Saddam's mom and Bush's dad
Munem Wasif/ Drik News
It was early in the morning after the Iraq war had taken place. Someone knocked on our door.
"Who is there?" I enquired from inside.
"It's me, Saddam's mom." The answer came.
"Please bring Bush's dad." I could not resist the temptation to make the joke.
"He is at home." Came the answer to make my eyeballs explode.
Later on, I came to know that Saddam's mom was our newly appointed chuta booa, or part-time housemaid, who lived in the nearby slum. She had two sons. The elder one was named after Saddam Hussein, and the younger one after Bush. What a coexistence of two archrivals! At that time Saddam was alive.
A few days later, Saddam's mom came to our house with a friend. The friend was a young woman in the mid-20s, and her daughter. She, recently divorced, came from another slum to stay with Saddam's mom for a few days.
After a week, Saddam's mom came to our house, sobbing like a baby.
"What's happened to you? Why are you crying?"
"Yesterday Bush's dad fled away with my friend."
"Where?"
"I don't know; perhaps to another slum."
Poor soul, what will she do with her two sons? How will she feed them; let alone meet their other basic needs? During the time of distress of her friend, as she was divorced, she extended her hands to her to heal her wounds, only to be repaid in such a cruel way.
There was every possibility that Bush's dad fled with the friend of Saddam's mom to a remote slum in Dhaka city -- far from the slum in which he had lived with Saddam's mom. It is impossible for Saddam's mom to find them, as slum dwellers are untraceable when they move from one slum to another.

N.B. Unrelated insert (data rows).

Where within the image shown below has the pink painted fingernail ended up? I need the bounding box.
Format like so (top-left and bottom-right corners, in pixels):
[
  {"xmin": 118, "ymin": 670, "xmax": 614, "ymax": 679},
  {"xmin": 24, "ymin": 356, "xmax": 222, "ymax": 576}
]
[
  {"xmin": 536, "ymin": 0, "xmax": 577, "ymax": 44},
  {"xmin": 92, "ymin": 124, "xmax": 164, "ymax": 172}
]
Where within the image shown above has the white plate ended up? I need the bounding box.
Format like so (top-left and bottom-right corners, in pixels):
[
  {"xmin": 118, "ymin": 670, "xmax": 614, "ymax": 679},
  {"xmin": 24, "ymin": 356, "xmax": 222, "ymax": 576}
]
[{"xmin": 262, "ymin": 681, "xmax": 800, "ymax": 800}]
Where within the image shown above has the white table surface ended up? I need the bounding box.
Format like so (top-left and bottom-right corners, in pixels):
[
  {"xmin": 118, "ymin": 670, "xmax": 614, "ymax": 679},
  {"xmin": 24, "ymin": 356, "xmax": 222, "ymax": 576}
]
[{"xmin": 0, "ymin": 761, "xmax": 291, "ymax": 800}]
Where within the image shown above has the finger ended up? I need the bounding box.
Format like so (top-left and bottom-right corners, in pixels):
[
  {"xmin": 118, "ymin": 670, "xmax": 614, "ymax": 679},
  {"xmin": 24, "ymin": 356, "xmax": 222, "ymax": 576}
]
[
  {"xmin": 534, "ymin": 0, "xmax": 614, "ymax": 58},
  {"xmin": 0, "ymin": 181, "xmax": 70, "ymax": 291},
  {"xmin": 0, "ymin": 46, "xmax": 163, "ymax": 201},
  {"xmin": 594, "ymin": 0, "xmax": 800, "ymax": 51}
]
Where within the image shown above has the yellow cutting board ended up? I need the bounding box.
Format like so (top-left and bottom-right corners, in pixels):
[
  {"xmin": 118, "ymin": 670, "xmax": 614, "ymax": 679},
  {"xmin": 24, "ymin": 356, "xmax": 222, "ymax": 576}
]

Anyway, that was not the end of the story. A few more days passed, and Saddam's mom came to our house smiling, beaming with joy.
"What's happened to you, Saddam's mom? You look so happy."
"Last night Bush's dad came back, dumping that woman."
Perhaps Bush's dad married the friend of Saddam's mom after they had fled; and he divorced her before he came back to Saddam's mom. In the slums, marriage and the divorce take place in such an easy way.
"You know well that one and a half kg sweet is enough for a marriage to take place in the slum," I once overheard a slum-dwelling woman telling another. That comment is nearly true. To hold a marriage in a slum one needs the bride and the bridegroom, a moulobi, two men, or a man and two women, as the witnesses to the marriage, and two kg of sweet to be distributed among the few guests who come to attend the marriage ceremony.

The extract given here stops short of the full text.